In season two, having got herself onto the correct medication properly, not illicitly, she seems much more emotional, almost explosive at times, while she is also regularly close to tears. This could be bad writing as the medication should, for the most part, remove this side of her nature – the point of bi-polar medication being to dull or remove the extreme emotions at either end of the scale. At the CIA, Carrie is surrounded by cool and calm men, Saul Berenson being the primary example. These men are all stable, steady, a complete contrast to Carrie. If her bi-polar disorder is under control then this just comes across as a portrayal of a moody, erratic, emotional woman.

In season 2 episode 3 she meets with Brody, trying to plant seeds with him so they can follow him and find out who his handler is. She is being monitored by CCTV. Brody makes a comment about the ECT he had heard she had been through and for a moment we see a flicker of anger run across her face. Carrie is convinced Brody saw it too. After Brody leaves to talks to Saul and Quinn (another CIA operative) and tells them she is sure he is on to her. They tell her to calm down to talk her away from where she is. They don’t want to ruin this. She is absolutely convinced and so, in an almost fit of pique, runs to confront Brody in his room, first acting like it’s a seduction before inviting armed men in to arrest him while shouting at him that she loved him and asking how he had felt about her. As an audience we don’t know if she genuinely thought he had worked it out or if this is just Carrie getting revenge on a lover who spurned her and threw her to the wolves.

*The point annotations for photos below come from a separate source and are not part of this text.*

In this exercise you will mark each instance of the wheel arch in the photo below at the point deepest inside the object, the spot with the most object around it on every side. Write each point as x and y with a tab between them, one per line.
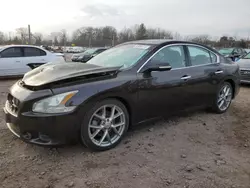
126	104
232	84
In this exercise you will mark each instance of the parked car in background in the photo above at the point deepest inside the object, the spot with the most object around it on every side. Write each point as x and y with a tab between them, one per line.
247	50
125	85
74	49
244	64
232	53
16	60
87	55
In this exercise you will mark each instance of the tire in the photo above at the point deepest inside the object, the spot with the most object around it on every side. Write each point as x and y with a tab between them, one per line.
99	133
217	107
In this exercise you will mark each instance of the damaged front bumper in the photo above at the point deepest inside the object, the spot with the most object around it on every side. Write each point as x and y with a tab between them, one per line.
38	128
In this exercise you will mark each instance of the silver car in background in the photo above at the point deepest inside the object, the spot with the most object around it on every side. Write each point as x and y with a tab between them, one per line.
244	64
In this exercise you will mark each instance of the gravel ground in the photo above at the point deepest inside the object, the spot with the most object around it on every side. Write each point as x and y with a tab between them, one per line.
198	149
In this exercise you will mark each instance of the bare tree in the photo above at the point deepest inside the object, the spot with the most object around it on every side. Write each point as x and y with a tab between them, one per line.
54	37
23	33
2	38
63	37
177	36
202	39
38	38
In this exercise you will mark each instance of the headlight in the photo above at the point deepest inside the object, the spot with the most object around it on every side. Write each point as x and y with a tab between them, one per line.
55	104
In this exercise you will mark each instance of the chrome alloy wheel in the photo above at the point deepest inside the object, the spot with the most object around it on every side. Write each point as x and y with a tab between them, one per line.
106	125
224	97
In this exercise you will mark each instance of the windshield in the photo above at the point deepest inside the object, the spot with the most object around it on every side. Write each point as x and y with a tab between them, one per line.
226	50
247	56
125	55
89	51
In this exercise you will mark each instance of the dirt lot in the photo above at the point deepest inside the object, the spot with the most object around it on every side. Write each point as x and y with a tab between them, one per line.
195	150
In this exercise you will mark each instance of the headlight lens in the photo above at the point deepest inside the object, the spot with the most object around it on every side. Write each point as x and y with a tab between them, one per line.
55	104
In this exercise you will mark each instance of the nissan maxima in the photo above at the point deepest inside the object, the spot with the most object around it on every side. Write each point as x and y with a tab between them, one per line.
244	64
96	102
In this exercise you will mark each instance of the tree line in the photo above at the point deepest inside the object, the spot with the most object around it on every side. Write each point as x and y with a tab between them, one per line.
109	36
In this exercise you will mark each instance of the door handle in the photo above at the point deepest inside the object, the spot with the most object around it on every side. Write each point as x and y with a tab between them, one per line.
219	72
185	77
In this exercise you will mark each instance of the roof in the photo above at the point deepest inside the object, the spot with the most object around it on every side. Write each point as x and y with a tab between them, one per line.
20	45
151	41
159	41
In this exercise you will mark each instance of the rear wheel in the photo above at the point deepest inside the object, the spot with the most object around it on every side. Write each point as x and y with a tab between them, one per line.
223	98
105	125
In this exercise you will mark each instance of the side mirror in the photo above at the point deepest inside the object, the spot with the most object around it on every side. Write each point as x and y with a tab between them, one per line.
158	67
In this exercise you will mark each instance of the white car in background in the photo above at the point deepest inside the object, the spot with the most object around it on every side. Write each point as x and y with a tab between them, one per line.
16	60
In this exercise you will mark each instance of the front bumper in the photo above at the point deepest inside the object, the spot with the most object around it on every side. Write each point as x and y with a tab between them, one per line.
38	128
43	129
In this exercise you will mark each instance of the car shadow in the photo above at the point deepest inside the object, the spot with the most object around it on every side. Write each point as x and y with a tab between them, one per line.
77	148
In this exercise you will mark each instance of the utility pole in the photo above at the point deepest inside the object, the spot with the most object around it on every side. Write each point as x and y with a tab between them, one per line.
113	40
29	34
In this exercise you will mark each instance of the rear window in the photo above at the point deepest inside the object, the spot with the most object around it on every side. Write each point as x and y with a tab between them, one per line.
30	52
11	52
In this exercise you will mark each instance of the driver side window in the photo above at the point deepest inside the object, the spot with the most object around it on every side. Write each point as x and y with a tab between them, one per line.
174	55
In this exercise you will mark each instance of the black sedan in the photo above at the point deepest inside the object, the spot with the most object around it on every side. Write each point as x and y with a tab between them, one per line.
87	55
233	53
123	86
244	64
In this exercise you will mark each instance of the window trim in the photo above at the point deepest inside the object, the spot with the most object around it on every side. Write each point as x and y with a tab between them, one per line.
205	49
36	49
22	53
184	45
184	53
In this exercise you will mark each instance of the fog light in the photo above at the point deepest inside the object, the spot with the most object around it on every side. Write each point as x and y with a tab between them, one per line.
27	135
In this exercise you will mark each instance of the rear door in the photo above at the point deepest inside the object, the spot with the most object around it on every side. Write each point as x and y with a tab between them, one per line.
205	74
11	61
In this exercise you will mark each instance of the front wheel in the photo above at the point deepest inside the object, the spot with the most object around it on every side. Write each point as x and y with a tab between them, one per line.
223	98
104	125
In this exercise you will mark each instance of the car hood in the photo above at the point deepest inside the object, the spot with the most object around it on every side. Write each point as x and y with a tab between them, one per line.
53	72
244	63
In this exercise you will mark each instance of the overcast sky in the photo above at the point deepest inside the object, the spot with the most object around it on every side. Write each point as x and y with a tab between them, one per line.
188	17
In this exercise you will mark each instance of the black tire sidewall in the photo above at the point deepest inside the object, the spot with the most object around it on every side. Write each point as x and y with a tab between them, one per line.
84	126
216	108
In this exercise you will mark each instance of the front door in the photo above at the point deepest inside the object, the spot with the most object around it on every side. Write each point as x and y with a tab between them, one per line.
205	73
163	93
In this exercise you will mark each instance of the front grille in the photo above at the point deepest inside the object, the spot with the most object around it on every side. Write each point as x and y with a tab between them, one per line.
14	129
12	104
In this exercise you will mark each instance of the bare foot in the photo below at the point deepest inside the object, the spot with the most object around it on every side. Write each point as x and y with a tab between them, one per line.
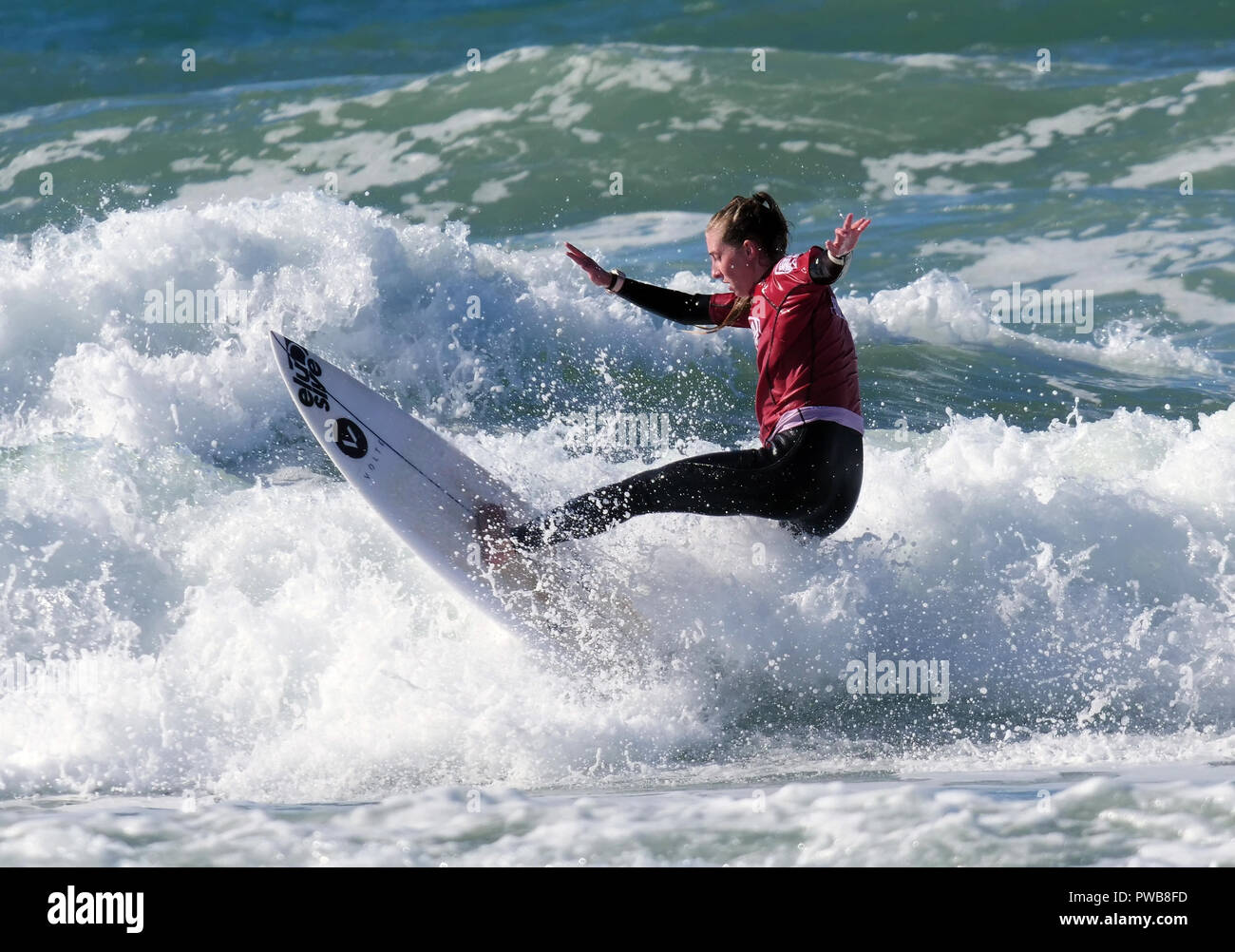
493	532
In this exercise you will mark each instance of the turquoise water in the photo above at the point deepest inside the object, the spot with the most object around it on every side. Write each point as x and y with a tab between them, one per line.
1046	505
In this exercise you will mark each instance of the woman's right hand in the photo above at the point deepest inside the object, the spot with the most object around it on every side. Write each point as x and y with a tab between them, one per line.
599	276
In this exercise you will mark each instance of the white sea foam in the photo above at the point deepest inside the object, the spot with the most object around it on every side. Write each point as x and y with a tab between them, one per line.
266	638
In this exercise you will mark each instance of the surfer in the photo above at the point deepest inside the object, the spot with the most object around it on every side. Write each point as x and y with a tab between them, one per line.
808	472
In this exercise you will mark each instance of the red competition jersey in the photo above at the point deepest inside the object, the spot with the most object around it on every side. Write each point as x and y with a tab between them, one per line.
803	349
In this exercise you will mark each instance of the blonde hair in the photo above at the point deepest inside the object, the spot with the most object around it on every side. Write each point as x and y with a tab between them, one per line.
756	218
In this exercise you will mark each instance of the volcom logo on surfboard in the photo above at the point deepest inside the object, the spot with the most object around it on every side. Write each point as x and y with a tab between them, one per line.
349	436
308	375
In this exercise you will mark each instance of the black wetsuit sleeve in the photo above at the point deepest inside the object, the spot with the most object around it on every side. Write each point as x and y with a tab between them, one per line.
674	305
826	271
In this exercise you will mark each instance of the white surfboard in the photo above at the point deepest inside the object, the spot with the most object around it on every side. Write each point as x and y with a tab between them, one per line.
428	490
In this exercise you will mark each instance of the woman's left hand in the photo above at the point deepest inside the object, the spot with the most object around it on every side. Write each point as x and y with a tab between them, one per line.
846	236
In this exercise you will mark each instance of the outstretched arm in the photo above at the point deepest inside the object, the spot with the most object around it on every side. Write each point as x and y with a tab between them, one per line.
677	306
832	267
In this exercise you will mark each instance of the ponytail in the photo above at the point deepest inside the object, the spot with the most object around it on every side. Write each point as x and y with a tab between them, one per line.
756	218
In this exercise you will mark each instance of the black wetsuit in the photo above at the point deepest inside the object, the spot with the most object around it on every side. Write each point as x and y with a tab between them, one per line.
808	476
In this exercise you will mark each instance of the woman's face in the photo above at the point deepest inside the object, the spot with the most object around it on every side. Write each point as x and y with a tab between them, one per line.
739	266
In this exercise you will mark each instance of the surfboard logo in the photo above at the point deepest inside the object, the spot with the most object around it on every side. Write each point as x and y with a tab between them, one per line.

The question of Carrie’s emotions towards Brody stays front and centre in the following episodes, with the key moments (to date) coming at the end of episode 6 and in the middle of episode 7. In episode 6, Brody gives some information regarding a location and Quinn and other CIA members go in to examine it. While they are there, terrorists come in and shoot them all (though Quinn survives), and remove a large black case. When Carrie gets the news she’s afraid that Brody tipped the terrorists off and confronts him but eventually breaks down crying and embracing him.

In episode 7 Carrie meets Brody in a clearing close to an election donor’s house (the episode is called The Clearing) and ends up kissing him. She says that she doesn’t want him to think that she’s taking advantage of him. It is clear by the end of the scene though that he is starting to wonder if she is, and if he really cares. Again, her motivations aren’t clear – is she manipulating him, messing with his mind, or does she genuinely have feelings for him?

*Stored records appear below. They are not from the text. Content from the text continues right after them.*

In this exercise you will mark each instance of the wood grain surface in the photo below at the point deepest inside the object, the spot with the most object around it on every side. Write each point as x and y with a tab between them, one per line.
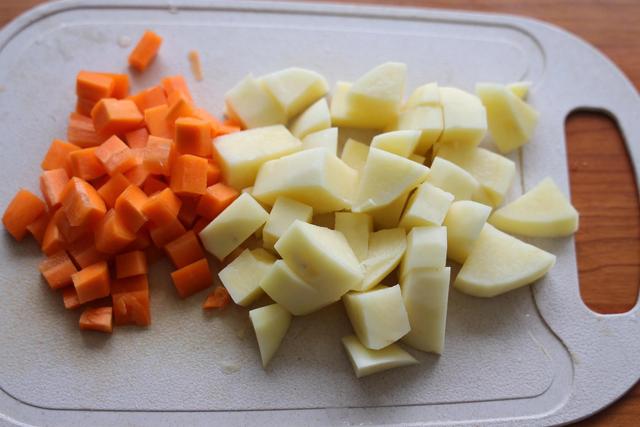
602	181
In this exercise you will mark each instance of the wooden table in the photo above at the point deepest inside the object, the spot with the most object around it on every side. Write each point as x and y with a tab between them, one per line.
602	184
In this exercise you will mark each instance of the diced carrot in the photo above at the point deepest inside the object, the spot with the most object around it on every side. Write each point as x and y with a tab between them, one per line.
184	250
98	319
213	173
70	298
81	203
192	278
92	282
57	270
52	240
129	207
130	298
215	200
115	155
162	207
158	155
193	136
58	156
94	86
111	189
130	264
163	234
155	118
153	185
83	252
148	98
81	132
52	182
112	235
85	164
177	83
200	225
219	298
137	138
189	175
187	214
38	227
145	51
112	115
24	208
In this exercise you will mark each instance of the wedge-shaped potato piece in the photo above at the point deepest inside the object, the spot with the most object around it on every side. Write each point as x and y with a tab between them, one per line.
401	142
452	178
464	117
386	249
385	178
313	119
271	324
493	172
425	293
427	94
511	120
254	106
427	119
426	248
284	212
326	138
366	362
295	88
289	290
427	206
356	228
240	154
499	263
378	316
542	211
242	276
233	226
321	257
464	222
314	177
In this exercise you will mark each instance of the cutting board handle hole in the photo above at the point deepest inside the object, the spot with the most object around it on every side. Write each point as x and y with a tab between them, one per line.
603	190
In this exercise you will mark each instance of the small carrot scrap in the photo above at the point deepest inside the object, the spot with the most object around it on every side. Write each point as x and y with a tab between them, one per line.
219	298
81	203
57	270
196	66
129	207
193	136
130	264
112	115
86	165
151	97
70	298
24	209
82	132
184	250
162	207
163	234
112	235
215	200
98	319
189	175
145	51
92	282
111	189
137	138
192	278
52	182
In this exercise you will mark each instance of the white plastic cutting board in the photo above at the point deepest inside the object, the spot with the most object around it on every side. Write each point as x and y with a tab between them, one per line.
535	356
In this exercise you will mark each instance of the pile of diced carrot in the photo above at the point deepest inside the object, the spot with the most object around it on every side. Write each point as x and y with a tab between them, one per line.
134	180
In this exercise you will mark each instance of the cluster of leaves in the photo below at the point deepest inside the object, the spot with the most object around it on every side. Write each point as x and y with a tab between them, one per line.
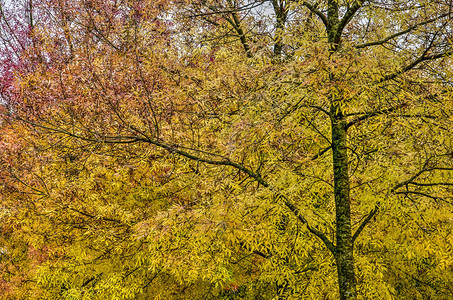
182	149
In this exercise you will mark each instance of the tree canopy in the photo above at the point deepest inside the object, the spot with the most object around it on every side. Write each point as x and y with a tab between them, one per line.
231	149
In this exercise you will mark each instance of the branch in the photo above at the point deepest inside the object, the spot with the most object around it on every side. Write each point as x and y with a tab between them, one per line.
365	222
317	12
320	153
412	65
316	232
372	114
348	15
174	149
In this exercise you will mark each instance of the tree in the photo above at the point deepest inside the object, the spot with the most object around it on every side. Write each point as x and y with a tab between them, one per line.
187	144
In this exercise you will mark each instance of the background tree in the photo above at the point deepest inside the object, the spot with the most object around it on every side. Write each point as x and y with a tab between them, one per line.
182	149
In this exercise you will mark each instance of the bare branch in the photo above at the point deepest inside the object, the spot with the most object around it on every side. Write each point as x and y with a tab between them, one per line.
390	37
317	12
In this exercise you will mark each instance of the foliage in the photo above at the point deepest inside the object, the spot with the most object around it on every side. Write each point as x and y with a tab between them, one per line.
227	150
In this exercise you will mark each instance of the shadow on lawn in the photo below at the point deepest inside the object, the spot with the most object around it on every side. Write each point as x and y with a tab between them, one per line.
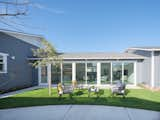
132	102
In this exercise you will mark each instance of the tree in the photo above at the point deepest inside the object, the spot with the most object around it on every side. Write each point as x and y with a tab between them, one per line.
47	55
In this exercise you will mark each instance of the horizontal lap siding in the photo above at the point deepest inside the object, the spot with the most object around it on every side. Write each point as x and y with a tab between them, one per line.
20	73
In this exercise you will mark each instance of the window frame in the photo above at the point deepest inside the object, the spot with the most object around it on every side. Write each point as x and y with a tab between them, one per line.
4	63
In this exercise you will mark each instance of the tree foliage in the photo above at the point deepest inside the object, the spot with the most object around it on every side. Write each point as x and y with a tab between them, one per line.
46	54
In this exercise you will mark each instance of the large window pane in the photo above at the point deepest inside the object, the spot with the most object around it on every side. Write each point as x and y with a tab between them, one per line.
1	63
129	73
67	73
80	73
91	73
43	74
117	72
105	73
56	74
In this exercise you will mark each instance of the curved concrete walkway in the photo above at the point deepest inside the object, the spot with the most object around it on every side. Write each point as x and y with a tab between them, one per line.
77	112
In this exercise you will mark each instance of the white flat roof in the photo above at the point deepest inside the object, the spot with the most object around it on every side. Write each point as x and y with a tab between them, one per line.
100	55
155	48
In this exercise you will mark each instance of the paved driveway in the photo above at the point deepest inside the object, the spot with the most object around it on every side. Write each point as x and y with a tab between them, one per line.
77	112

So what is the problem I have with this? Well, it’s the fact that sex has to come into it at all. It seems that if a show has a male and female lead they should end up getting together. Here we have a woman who is outstanding at her job possibly being undone because she can’t keep her emotions in check, a woman who can’t help falling in love with the one man she shouldn’t – and while ambiguity is being maintained for the most part, I can’t believe that each of the numerous occasions she has declared her feelings towards him was faked for some undefined end goal.

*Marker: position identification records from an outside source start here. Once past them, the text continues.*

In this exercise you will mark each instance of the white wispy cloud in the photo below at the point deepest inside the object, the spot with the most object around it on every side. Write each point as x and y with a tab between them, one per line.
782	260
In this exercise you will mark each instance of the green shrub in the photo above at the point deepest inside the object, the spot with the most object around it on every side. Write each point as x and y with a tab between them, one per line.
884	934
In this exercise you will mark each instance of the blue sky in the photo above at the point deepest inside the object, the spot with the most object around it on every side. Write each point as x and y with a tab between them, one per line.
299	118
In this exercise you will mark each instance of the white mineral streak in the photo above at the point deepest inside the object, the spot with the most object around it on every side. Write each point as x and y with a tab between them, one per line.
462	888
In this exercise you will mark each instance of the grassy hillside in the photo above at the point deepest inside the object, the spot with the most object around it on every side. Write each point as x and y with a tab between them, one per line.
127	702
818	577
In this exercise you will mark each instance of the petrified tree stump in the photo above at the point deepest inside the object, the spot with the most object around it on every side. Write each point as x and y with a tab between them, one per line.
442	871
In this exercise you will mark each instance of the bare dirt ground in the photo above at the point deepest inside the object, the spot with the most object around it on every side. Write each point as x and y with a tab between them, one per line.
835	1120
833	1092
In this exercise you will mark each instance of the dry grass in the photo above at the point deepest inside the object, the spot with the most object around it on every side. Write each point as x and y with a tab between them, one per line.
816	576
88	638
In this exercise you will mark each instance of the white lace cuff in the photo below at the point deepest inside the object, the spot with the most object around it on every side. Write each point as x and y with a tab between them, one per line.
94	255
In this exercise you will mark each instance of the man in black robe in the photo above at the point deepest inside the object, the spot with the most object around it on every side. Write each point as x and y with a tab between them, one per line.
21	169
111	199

She is becoming a woman who once lived for, and was defined by, her job but is now threatening to give all that up (or ruin it all) over a man.

Now, I have over-simplified in parts there, and I don’t think it is as black and white as I have described it – I have made the case for the prosecution and barely laid a finger on the case for the defence – but I do think there are some issues at play here regarding the depiction of gender roles. This was a show about a CIA spy who becomes convinced an American hero is actually a traitor, but it could be edging further towards being a love story between a spy and the asset she handles. Those are two different things.

The question I asked my partner after episode 7 was “Does the story of a US hero/traitor who almost blew up the VP need the love story to make it more dramatic?” This is an incredibly exciting story we are being told, but it seems like the writers can’t resist throwing everything into the mix. I was sceptical about the relationship side when it came up in season 1, I had hope it was behind us. It appears that it is here for good.